Go to a petrol station and the information you have to work with is the brand, availability at that site (diesel, petrol), octane ratings for petrol and price. That's all I need to make a decision, though my preference is Jet petrol because it seems to work better with small capacity scooter engines.
I like soya milk and I read the nutritional information on the side of cartons. What interests me most is calories; these range from about 35 per 100 ml all the way up to about 60. Second is the sugar content and third is fat content. After months of trials I've found a brand that's within my price point, tastes great and claims 45 calories per 100 ml.
Another example is bottled water. I look for the calcium, magnesium and sodium content. Scotland's not good for magnesium in water, so I prefer water that's low in sodium and has a calcium to magnesium ratio as close to 2 to 1 as possible, meaning it's usually from France.
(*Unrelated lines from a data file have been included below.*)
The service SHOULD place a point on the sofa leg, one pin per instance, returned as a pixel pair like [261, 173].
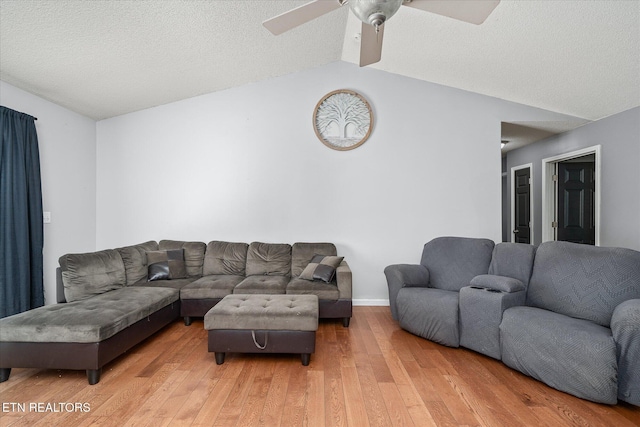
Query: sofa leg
[93, 376]
[306, 357]
[219, 358]
[4, 374]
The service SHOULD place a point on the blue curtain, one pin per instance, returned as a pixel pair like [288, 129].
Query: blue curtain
[21, 229]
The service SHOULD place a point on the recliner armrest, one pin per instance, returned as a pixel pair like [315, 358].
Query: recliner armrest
[344, 280]
[497, 283]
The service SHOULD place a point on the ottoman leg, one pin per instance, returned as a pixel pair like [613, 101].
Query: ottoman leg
[219, 358]
[305, 359]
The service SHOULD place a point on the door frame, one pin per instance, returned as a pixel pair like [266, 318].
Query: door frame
[549, 197]
[513, 201]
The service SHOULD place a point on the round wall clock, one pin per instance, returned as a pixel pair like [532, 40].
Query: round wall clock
[343, 120]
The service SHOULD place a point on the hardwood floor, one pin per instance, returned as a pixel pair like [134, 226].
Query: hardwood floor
[370, 374]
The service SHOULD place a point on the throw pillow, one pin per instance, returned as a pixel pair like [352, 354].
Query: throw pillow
[166, 265]
[321, 267]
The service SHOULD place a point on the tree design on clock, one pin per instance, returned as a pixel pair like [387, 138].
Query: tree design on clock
[343, 120]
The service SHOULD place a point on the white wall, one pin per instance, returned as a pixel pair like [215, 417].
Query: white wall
[619, 138]
[245, 165]
[67, 162]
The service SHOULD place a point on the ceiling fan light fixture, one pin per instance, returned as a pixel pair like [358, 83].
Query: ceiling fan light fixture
[374, 12]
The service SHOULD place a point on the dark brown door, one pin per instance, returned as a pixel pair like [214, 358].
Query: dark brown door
[576, 210]
[522, 208]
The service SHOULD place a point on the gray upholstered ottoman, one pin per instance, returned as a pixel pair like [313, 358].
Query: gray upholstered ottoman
[256, 323]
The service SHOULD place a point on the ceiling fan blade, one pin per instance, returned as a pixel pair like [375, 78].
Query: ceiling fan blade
[300, 15]
[370, 44]
[472, 11]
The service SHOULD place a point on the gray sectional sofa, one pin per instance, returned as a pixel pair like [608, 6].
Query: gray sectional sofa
[110, 300]
[563, 313]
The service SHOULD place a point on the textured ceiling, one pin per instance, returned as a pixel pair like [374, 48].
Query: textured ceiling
[106, 58]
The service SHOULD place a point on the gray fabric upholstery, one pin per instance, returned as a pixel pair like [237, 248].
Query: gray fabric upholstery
[625, 327]
[453, 261]
[583, 281]
[430, 313]
[264, 312]
[499, 283]
[87, 321]
[269, 259]
[225, 258]
[86, 275]
[193, 254]
[301, 254]
[401, 275]
[212, 286]
[344, 278]
[321, 267]
[262, 285]
[513, 260]
[572, 355]
[135, 260]
[481, 313]
[325, 291]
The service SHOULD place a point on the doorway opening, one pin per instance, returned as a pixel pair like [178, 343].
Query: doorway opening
[571, 197]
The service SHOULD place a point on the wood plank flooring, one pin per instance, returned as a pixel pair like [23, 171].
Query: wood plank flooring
[370, 374]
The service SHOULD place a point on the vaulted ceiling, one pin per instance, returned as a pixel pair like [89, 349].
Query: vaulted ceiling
[107, 58]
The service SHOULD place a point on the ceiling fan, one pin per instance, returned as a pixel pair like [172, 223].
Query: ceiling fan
[374, 14]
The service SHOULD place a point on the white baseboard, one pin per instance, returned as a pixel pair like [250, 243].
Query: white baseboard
[370, 302]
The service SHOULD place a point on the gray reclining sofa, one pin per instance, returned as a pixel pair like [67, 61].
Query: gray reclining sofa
[107, 304]
[563, 313]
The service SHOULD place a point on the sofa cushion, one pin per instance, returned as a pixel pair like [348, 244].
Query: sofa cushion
[89, 274]
[513, 260]
[193, 254]
[165, 283]
[321, 267]
[302, 252]
[582, 281]
[135, 260]
[210, 287]
[88, 321]
[324, 291]
[167, 264]
[225, 258]
[268, 259]
[572, 355]
[453, 261]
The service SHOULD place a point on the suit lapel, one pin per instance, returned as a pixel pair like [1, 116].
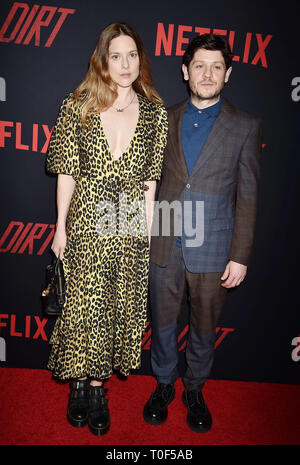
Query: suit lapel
[175, 137]
[223, 123]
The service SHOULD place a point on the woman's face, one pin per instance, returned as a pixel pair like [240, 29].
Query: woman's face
[123, 60]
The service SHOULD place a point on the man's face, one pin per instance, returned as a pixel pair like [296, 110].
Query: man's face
[206, 74]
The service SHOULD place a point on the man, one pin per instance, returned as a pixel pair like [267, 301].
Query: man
[212, 163]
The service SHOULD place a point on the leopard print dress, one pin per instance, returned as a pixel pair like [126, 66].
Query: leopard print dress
[105, 263]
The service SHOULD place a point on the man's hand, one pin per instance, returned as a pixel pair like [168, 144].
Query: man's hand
[234, 274]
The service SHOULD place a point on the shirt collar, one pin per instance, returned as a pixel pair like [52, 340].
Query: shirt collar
[212, 111]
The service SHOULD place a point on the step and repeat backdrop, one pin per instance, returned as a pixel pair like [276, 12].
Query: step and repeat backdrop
[45, 49]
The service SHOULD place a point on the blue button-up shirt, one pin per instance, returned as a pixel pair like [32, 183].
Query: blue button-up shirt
[196, 125]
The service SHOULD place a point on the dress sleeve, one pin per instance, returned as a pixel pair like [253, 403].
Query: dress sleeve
[63, 152]
[159, 142]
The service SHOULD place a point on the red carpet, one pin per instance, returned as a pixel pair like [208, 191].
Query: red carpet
[33, 406]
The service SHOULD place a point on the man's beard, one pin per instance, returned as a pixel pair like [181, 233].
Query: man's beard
[200, 96]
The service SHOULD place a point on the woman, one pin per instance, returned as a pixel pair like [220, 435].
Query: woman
[107, 147]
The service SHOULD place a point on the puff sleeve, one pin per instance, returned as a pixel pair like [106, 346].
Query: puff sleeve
[158, 144]
[63, 151]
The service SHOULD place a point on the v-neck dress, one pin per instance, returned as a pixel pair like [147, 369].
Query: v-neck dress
[106, 258]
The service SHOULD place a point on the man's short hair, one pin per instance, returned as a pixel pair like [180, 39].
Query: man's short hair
[208, 42]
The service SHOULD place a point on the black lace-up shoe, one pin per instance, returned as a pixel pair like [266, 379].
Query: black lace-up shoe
[198, 417]
[156, 409]
[78, 405]
[99, 420]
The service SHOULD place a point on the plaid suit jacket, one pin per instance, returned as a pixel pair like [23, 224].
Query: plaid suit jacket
[216, 205]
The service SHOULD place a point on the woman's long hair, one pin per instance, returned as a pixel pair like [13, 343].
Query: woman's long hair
[97, 92]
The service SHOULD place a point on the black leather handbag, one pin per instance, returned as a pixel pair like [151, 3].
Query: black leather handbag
[53, 295]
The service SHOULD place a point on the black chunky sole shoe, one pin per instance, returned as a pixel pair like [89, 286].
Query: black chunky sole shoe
[155, 411]
[98, 417]
[78, 405]
[198, 417]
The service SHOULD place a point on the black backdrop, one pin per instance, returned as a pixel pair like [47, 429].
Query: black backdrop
[45, 50]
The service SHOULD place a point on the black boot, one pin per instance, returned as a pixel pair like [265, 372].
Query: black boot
[78, 406]
[99, 420]
[198, 418]
[156, 409]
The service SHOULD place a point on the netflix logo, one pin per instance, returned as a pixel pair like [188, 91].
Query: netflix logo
[182, 338]
[29, 327]
[38, 140]
[32, 238]
[24, 23]
[252, 46]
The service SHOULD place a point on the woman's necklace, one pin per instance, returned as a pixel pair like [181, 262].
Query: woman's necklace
[124, 108]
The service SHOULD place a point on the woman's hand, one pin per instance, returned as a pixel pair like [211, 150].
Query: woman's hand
[59, 242]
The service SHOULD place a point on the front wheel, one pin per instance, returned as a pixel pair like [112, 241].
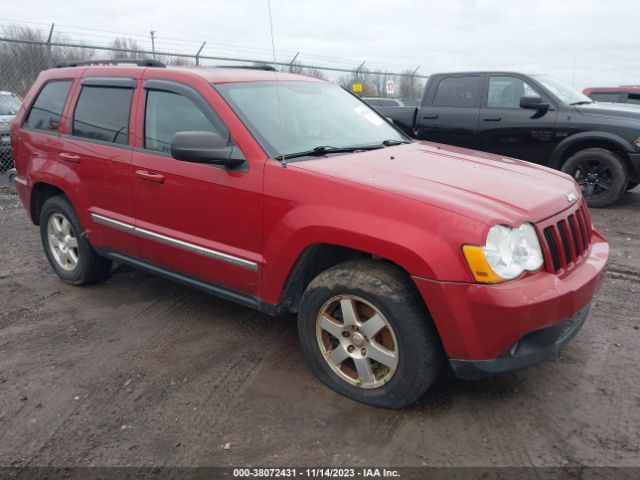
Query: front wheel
[67, 247]
[600, 173]
[367, 335]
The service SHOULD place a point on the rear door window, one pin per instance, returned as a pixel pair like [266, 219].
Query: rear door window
[102, 113]
[506, 92]
[46, 111]
[458, 92]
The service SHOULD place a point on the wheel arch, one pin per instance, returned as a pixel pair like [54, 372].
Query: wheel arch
[40, 193]
[316, 259]
[585, 140]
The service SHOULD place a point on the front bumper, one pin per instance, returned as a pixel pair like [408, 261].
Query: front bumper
[531, 349]
[479, 322]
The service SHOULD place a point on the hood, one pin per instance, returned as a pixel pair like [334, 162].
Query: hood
[617, 110]
[5, 123]
[481, 186]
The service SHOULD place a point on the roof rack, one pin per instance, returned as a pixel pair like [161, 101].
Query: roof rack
[266, 68]
[115, 61]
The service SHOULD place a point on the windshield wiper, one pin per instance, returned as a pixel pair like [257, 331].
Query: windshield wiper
[393, 143]
[324, 149]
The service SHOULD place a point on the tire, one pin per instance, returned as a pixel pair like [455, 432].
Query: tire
[376, 289]
[67, 248]
[600, 173]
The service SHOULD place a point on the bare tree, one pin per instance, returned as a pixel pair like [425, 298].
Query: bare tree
[127, 49]
[296, 67]
[408, 85]
[379, 83]
[22, 61]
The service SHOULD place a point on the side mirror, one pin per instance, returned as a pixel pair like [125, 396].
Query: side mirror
[534, 103]
[205, 147]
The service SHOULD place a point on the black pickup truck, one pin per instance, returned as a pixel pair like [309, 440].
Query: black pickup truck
[535, 118]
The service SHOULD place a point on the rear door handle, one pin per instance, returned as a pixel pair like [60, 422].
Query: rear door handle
[150, 176]
[69, 157]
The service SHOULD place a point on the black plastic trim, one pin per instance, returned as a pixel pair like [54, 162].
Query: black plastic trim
[634, 160]
[531, 349]
[117, 82]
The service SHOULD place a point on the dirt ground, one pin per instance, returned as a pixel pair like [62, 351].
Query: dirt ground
[140, 371]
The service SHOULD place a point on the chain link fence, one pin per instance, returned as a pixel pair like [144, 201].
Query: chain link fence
[25, 52]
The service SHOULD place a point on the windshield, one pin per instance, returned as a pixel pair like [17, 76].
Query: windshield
[564, 92]
[9, 105]
[292, 117]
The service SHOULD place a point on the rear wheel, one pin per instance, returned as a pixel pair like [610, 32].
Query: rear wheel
[600, 173]
[367, 335]
[67, 247]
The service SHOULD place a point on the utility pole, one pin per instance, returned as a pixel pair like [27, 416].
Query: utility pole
[49, 54]
[153, 43]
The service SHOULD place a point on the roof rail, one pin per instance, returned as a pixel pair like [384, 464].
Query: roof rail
[114, 61]
[267, 68]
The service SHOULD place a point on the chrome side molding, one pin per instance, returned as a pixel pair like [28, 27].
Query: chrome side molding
[174, 242]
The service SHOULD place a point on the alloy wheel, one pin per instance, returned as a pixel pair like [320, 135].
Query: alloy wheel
[594, 177]
[357, 341]
[63, 242]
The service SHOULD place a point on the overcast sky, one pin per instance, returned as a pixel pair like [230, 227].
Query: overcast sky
[547, 36]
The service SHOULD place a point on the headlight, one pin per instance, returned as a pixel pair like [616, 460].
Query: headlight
[507, 254]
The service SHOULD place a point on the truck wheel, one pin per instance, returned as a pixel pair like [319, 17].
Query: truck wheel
[68, 250]
[367, 334]
[600, 173]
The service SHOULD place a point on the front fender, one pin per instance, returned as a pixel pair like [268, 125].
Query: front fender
[427, 243]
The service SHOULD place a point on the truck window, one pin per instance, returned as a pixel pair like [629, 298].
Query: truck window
[47, 109]
[102, 113]
[458, 92]
[605, 96]
[634, 98]
[167, 113]
[506, 92]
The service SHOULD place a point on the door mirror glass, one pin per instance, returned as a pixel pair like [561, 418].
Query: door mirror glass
[534, 103]
[205, 147]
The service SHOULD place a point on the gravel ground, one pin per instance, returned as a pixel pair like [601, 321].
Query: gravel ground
[141, 371]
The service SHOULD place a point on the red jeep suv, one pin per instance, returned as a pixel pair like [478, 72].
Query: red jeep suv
[289, 195]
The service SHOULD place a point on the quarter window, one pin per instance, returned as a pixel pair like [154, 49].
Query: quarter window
[458, 92]
[166, 114]
[47, 109]
[102, 113]
[506, 92]
[605, 96]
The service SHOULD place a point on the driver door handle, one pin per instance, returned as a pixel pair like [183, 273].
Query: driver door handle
[149, 176]
[69, 157]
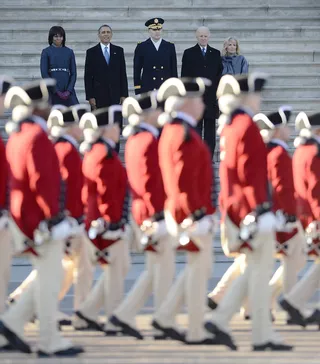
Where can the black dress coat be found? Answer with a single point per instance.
(107, 83)
(194, 64)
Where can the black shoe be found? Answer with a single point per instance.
(208, 341)
(14, 340)
(65, 322)
(170, 332)
(93, 325)
(211, 303)
(68, 353)
(295, 315)
(221, 337)
(270, 346)
(314, 318)
(6, 348)
(126, 329)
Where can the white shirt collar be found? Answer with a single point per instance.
(110, 142)
(40, 121)
(281, 143)
(103, 46)
(153, 130)
(317, 138)
(71, 139)
(156, 44)
(186, 117)
(201, 47)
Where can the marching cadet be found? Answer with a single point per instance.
(145, 180)
(306, 176)
(186, 169)
(248, 225)
(38, 225)
(65, 131)
(155, 59)
(275, 132)
(105, 195)
(5, 242)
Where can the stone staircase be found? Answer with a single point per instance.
(277, 36)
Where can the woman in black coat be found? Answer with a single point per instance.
(58, 62)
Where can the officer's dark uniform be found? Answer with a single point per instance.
(151, 67)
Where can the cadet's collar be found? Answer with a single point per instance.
(71, 139)
(281, 143)
(110, 142)
(186, 117)
(153, 130)
(40, 121)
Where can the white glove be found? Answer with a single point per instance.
(160, 230)
(267, 223)
(282, 225)
(201, 227)
(62, 230)
(113, 234)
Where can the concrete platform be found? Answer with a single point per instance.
(124, 350)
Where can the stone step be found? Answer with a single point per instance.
(32, 32)
(290, 69)
(246, 45)
(172, 22)
(32, 56)
(166, 12)
(282, 80)
(164, 3)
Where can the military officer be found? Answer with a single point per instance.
(248, 225)
(105, 195)
(187, 174)
(5, 243)
(275, 132)
(38, 225)
(306, 176)
(145, 180)
(154, 60)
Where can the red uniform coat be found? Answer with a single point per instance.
(105, 187)
(186, 168)
(34, 177)
(280, 176)
(144, 175)
(243, 168)
(71, 173)
(3, 176)
(306, 176)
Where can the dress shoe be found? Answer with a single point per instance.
(67, 353)
(170, 332)
(6, 348)
(93, 325)
(126, 329)
(270, 346)
(221, 337)
(14, 340)
(314, 318)
(211, 303)
(207, 341)
(295, 315)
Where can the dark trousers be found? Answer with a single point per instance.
(207, 130)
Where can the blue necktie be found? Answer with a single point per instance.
(106, 55)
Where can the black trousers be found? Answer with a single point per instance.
(207, 130)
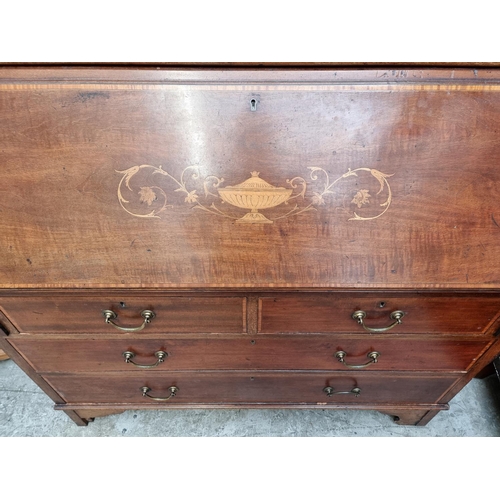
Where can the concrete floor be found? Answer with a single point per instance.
(26, 411)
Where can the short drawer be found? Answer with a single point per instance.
(314, 352)
(86, 314)
(422, 313)
(250, 387)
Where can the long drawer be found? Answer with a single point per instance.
(369, 353)
(250, 387)
(382, 312)
(86, 314)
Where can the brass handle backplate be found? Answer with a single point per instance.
(173, 391)
(372, 356)
(160, 355)
(111, 315)
(356, 391)
(397, 316)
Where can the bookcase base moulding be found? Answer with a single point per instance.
(188, 237)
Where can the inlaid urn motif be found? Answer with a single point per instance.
(254, 194)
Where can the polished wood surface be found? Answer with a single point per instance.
(84, 314)
(253, 210)
(424, 313)
(247, 387)
(397, 353)
(422, 144)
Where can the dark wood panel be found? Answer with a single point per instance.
(240, 387)
(396, 182)
(426, 314)
(270, 353)
(84, 314)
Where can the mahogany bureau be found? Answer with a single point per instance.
(266, 237)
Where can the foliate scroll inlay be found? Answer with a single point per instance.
(252, 196)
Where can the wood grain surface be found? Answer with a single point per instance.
(105, 354)
(395, 175)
These all allow me to make informed decisions. We can't expect to be able to speak with knowledgeable shopkeepers, or growers about items sold in supermarkets, so these labels are an acceptable compromise.
Yet with tobacco we're told nothing of consequence. Tobacco packs have huge warning labels as well as photographs, yet the most important information has been ignored. I'd like to know the tar and nicotine content as well as the types of tobacco used and their country of origin. I'd also like to know the moisture content in tobacco pouches.
It's something many of us just take for granted; warning labels, photos of sick people, the brand and that's it. The rest obtained by word of mouth or The Web.
However they'd like to introduce plain packaging for alcohol in Ireland and they state:
"It is a fundamental right of consumers to make informed choices about the products they purchase, and it is the obligation of government to ensure citizens are able to do so. Adequate labelling of alcohol products must be viewed as part of a comprehensive strategy to provide information and educate consumers to prevent, and reduce, alcohol-related harm." (01)
There's no justifiable reason why we, as consumers, should not be afforded the same basic information about tobacco products. As what's needed is both informative and educational, this should be incorporated into each pack with reduced space for what we now know are faked, contrived or irrelevant photographs (02).
Tobacco control may be "more interested in hurting tobacco companies than they are in reducing smoking or even total product use" (03), however they have a duty to stay legal, to ensure our fundamental rights as consumers are upheld. In this they've failed - and compromised governments in the process.